A Villanova student is at the center of the Vatican action

Danielle McMonagle's semester as a communications intern at the Vatican was supposed to be a quiet one. Then her new boss, Pope Benedict XVI, announced his retirement on the day she was to start, and all heaven broke loose.

Danielle McMonagle of Moorestown, with a friend in Rome, began her internship at a Vatican office on the day the pope said he would resign.
Danielle McMonagle of Moorestown, with a friend in Rome, began her internship at a Vatican office on the day the pope said he would resign.Read more

Danielle McMonagle's semester as a communications intern at the Vatican was supposed to be a quiet one.

Then her new boss, Pope Benedict XVI, announced his retirement on the day she was to start, and all heaven broke loose.

"It's been pretty crazy ever since," the Villanova University junior said Tuesday.

Earlier in the day, she had watched as 115 cardinals from around the world filed into the Sistine Chapel to begin choosing Benedict's successor.

But McMonagle, of Moorestown, was no mere face in the crowd at St. Peter's Square. She tweeted the news on the Vatican's Twitter feed and later posted photos of the start of the conclave on its Facebook page.

"Since I've been here, it's been all about the resignation and the conclave," she said. "It's not at all what anybody expected."

As a temporary member of the Vatican's press corps, McMonagle also was close to the dais when Benedict gave his farewell audience at Pope Paul VI Hall on Feb. 27.

And she will be among the first with the news whenever the chamberlain of the College of Cardinals emerges onto the balcony above the square and proclaims "Habemus papam!" to the throngs below: "We have a pope!"

Benedict's Feb. 11 announcement that he would be the first pope to retire in nearly 600 years stunned the world and sent news organizations everywhere into high gear - especially the Vatican's.

No one was more stunned than McMonagle, who was to start that day as an intern, along with two other Villanova undergraduates, at the Pontifical Council for Social Communications.

"We were still back in our apartments," she recalled Tuesday, because Benedict made his announcement on a Vatican holiday, and "no one was in the office" when they reported for work.

When they showed up the next day at the council's building behind St. Peter's Basilica, "people were running around, not knowing what to do."

Founded in 1984, the Council for Social Communications is charged primarily with spreading the Catholic Church's message via electronic media and, in recent years, social media.

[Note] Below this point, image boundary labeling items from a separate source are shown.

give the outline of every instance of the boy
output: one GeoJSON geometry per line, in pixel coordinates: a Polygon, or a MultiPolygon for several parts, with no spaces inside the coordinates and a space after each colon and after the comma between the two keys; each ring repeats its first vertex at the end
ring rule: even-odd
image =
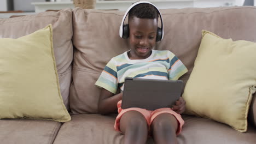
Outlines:
{"type": "Polygon", "coordinates": [[[107,114],[118,109],[114,128],[125,135],[124,143],[145,143],[148,135],[153,136],[156,143],[177,143],[176,135],[184,124],[179,115],[185,111],[182,98],[172,107],[153,111],[121,108],[125,77],[177,80],[188,71],[170,51],[153,50],[158,37],[156,8],[147,2],[133,5],[128,19],[131,50],[112,58],[95,83],[102,88],[98,111],[107,114]],[[121,93],[115,94],[118,88],[121,93]]]}

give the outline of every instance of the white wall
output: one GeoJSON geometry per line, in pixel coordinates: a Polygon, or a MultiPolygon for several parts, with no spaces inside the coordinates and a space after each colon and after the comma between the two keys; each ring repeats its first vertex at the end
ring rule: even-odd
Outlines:
{"type": "Polygon", "coordinates": [[[42,2],[45,0],[13,0],[13,1],[15,10],[28,11],[34,11],[34,5],[31,5],[31,2],[42,2]]]}
{"type": "Polygon", "coordinates": [[[7,0],[1,0],[0,11],[7,11],[7,0]]]}

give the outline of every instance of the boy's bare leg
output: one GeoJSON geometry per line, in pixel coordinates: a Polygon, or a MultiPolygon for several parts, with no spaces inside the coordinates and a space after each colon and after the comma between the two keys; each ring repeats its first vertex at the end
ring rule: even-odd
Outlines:
{"type": "Polygon", "coordinates": [[[125,134],[124,144],[143,144],[147,141],[148,124],[145,117],[137,111],[127,111],[123,115],[120,129],[125,134]]]}
{"type": "Polygon", "coordinates": [[[177,143],[177,128],[178,122],[172,115],[165,113],[158,115],[151,125],[151,130],[155,143],[177,143]]]}

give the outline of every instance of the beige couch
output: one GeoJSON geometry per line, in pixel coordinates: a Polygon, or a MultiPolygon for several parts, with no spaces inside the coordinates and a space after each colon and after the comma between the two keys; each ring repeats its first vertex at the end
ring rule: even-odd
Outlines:
{"type": "MultiPolygon", "coordinates": [[[[187,82],[200,44],[202,29],[224,38],[256,42],[256,8],[186,8],[161,10],[165,37],[155,49],[169,50],[189,69],[187,82]]],[[[0,120],[1,143],[121,143],[114,131],[116,114],[97,113],[100,89],[95,86],[111,57],[129,49],[119,37],[124,12],[73,10],[0,19],[0,38],[17,38],[53,26],[53,43],[61,94],[72,115],[65,123],[33,119],[0,120]]],[[[0,46],[1,49],[1,46],[0,46]]],[[[206,118],[183,115],[185,125],[179,143],[255,143],[256,100],[250,108],[248,129],[240,133],[230,126],[206,118]]],[[[0,108],[1,109],[1,108],[0,108]]],[[[148,143],[154,143],[149,139],[148,143]]]]}

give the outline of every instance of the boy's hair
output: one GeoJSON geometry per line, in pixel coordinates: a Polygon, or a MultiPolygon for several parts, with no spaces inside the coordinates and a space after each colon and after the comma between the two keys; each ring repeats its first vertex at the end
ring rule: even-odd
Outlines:
{"type": "Polygon", "coordinates": [[[148,3],[139,4],[132,8],[129,13],[129,20],[136,16],[140,19],[156,19],[158,20],[158,11],[148,3]]]}

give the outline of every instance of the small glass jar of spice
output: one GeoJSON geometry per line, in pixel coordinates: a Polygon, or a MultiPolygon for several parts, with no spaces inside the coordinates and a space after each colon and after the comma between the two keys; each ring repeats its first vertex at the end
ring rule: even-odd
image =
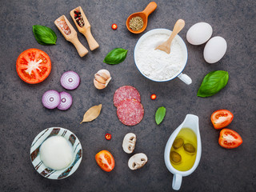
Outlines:
{"type": "Polygon", "coordinates": [[[81,12],[78,10],[74,10],[74,14],[75,21],[77,22],[78,25],[80,27],[84,26],[85,22],[82,19],[82,16],[81,15],[81,12]]]}

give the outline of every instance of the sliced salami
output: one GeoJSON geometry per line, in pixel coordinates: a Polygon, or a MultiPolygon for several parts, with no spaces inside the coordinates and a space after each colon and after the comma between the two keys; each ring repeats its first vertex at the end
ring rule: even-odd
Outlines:
{"type": "Polygon", "coordinates": [[[118,104],[124,99],[136,99],[141,102],[141,95],[136,88],[130,86],[119,87],[114,94],[114,105],[118,107],[118,104]]]}
{"type": "Polygon", "coordinates": [[[126,126],[135,126],[143,118],[143,106],[135,99],[126,98],[118,106],[117,114],[126,126]]]}

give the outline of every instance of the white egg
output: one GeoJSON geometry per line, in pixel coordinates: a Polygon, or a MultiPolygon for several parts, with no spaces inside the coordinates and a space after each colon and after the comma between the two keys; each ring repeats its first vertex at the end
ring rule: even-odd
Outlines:
{"type": "Polygon", "coordinates": [[[213,28],[207,22],[198,22],[192,26],[186,33],[186,40],[192,45],[205,43],[210,38],[213,28]]]}
{"type": "Polygon", "coordinates": [[[216,36],[209,40],[203,50],[203,57],[206,62],[214,63],[221,60],[226,51],[226,40],[216,36]]]}

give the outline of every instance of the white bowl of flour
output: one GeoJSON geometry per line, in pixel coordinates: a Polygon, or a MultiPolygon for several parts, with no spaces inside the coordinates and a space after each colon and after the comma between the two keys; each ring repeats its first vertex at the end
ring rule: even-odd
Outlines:
{"type": "Polygon", "coordinates": [[[154,82],[167,82],[178,77],[186,84],[191,78],[182,73],[187,61],[187,50],[182,38],[178,34],[170,45],[170,54],[154,50],[166,42],[172,31],[155,29],[143,34],[134,49],[134,61],[142,75],[154,82]]]}

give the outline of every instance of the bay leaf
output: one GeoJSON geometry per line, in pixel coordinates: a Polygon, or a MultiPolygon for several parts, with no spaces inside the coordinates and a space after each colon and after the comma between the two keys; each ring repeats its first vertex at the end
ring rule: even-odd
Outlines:
{"type": "Polygon", "coordinates": [[[90,107],[83,115],[83,119],[80,124],[82,122],[91,122],[97,118],[101,113],[102,107],[102,104],[90,107]]]}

Within days McMonagle and her colleagues were updating photos for the Vatican's Flickr account, tweeting, posting on the Facebook page, and putting up information on the English pages of its news website, News.va.

"Nobody uses social media like a 20-year-old," explains Villanova communications professor Bryan Crable, head of the internship program.

Since 2008, Villanova, a Catholic university, has annually sent three undergraduate communications majors to the Council for Social Communications for semester-long internships. The school also has sent one or two computer engineering majors to the council since 2003.

"Because we're younger" than most who work in the office, McMonagle said, "we're usually able to think of new ways to convey information and reach a new audience."

The assignments are highly sought-after, Crable said. Last semester, two Villanova students stood with Benedict when he sent his first tweet, which they had helped create. (Benedict's Twitter handle, @pontifex, is on hiatus for the interregnum.)

McMonagle said she started taking special communications courses in her sophomore year in order to enhance her chances of getting a Vatican internship.

Her days start at 9 a.m. and end at 1 p.m., when the Vatican (and most of Rome) breaks for a very long lunch.

Afternoons are spent taking classes in Italian and art history, and hanging out with friends and exploring the restaurants and gelato bars. On weekends, she has visited Florence, Venice, and Barcelona.

McMonagle fell in love with Rome on a family vacation six years ago, and "it was always my dream to come back," she said.

"I would have been content just to be here. But with all that's happening, it's just been amazing."